Służby zatrzymały mężczyznę podejrzanego o posiadanie znacznej ilości narkotyków. W mieszkaniu 30-latka znaleziono ponad kilogram zabronionych substancji. Część ukryta była w obudowie grzejnika - przekazał rzecznik policji w Łodzi kom. Marcin Fiedukowicz.
Policjanci z Łodzi weryfikując informacje dotyczące handlu narkotykami weszli do jednego z mieszkań w centrum miasta.
W rozmowie z 30-latkiem, który był w lokalu, ustalono, że posiada on niewielką ilość marihuany. Zabezpieczono przekazane im słoiki z suszu roślinnego i 8 tabletek niewiadomego pochodzenia - poinformował Fiedukowicz.

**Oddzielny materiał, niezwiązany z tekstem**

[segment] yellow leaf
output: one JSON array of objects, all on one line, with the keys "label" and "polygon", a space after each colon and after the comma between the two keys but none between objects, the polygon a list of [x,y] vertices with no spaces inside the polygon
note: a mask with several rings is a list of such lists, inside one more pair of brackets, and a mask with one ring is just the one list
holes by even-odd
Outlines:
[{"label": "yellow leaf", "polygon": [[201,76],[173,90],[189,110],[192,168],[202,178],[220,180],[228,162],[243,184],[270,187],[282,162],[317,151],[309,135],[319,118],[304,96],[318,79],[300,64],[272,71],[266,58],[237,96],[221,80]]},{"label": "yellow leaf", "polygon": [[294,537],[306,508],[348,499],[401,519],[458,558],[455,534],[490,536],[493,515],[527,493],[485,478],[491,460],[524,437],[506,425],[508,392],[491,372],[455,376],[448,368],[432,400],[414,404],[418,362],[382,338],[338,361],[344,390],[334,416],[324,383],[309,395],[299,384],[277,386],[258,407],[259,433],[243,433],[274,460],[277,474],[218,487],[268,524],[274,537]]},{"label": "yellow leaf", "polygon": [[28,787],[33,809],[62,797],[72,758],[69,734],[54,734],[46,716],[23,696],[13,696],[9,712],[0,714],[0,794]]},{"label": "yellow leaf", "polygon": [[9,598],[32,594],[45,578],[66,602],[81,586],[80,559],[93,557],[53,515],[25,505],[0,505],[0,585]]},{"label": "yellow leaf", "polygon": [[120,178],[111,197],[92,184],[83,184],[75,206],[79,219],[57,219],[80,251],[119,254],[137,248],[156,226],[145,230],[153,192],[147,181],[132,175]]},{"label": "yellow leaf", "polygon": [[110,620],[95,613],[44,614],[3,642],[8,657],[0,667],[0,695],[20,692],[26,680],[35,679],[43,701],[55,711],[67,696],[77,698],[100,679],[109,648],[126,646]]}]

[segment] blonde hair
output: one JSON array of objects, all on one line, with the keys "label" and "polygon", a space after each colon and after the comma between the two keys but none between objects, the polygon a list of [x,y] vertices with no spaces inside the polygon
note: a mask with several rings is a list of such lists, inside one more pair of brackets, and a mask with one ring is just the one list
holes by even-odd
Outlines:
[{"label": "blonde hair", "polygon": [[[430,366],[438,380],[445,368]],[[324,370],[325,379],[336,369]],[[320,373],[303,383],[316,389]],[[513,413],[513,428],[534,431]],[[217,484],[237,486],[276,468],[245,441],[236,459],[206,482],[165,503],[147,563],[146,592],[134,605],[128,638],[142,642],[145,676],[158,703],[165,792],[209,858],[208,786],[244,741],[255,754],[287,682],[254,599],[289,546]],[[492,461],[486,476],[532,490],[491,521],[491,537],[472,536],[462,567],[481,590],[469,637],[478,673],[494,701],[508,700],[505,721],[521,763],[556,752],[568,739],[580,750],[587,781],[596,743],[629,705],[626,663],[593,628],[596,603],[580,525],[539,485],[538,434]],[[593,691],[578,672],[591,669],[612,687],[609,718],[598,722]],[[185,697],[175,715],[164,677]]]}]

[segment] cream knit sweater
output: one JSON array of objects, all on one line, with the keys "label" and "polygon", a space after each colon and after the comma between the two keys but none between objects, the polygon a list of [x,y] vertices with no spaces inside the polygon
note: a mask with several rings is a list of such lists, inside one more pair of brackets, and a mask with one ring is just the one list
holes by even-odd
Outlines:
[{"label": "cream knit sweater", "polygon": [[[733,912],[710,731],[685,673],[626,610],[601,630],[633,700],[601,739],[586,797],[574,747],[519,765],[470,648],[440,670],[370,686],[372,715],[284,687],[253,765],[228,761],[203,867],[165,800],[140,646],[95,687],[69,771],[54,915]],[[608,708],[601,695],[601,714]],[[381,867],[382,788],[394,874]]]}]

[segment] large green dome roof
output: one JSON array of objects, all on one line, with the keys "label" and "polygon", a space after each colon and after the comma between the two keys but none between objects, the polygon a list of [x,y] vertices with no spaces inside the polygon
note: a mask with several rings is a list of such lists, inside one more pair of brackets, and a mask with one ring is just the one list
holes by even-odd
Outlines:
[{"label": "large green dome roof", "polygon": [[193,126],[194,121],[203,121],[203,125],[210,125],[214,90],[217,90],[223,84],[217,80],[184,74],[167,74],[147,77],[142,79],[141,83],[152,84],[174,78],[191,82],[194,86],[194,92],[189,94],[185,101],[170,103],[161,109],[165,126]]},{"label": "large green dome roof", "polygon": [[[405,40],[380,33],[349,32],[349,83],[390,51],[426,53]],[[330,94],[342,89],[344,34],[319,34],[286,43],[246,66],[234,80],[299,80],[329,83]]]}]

Mężczyzna twierdził, że wydał policjantom wszystkie niedozwolone substancje, które posiadał.
Jednak sprawiał wrażenie, jakby nadal coś ukrywał - relacjonował rzecznik.
Potem odnaleziono kolejne narkotyki ukryte w szafkach i półkach. Wewnątrz obudowy grzejnika ukryto 5 woreczków foliowych z mefedronem.
W mieszkaniu było też ponad 120 tysięcy złotych mogących pochodzić z dystrybucji niedozwolonych używek - dodał.
Łącznie zabezpieczono ponad kilogram mefedronu, 40 gramów marihuany, 7 gramów haszyszu i 8 tabletek MDMA - ich wartość na czarnym rynku to około 32 tys. złotych - powiedział policjant.
Zatrzymany 30-latek był już notowany za podobne przestępstwa. Usłyszał zarzut posiadania znacznej ilości narkotyków - podkreślił.
Podejrzanemu mężczyźnie grozi do 10 lat więzienia.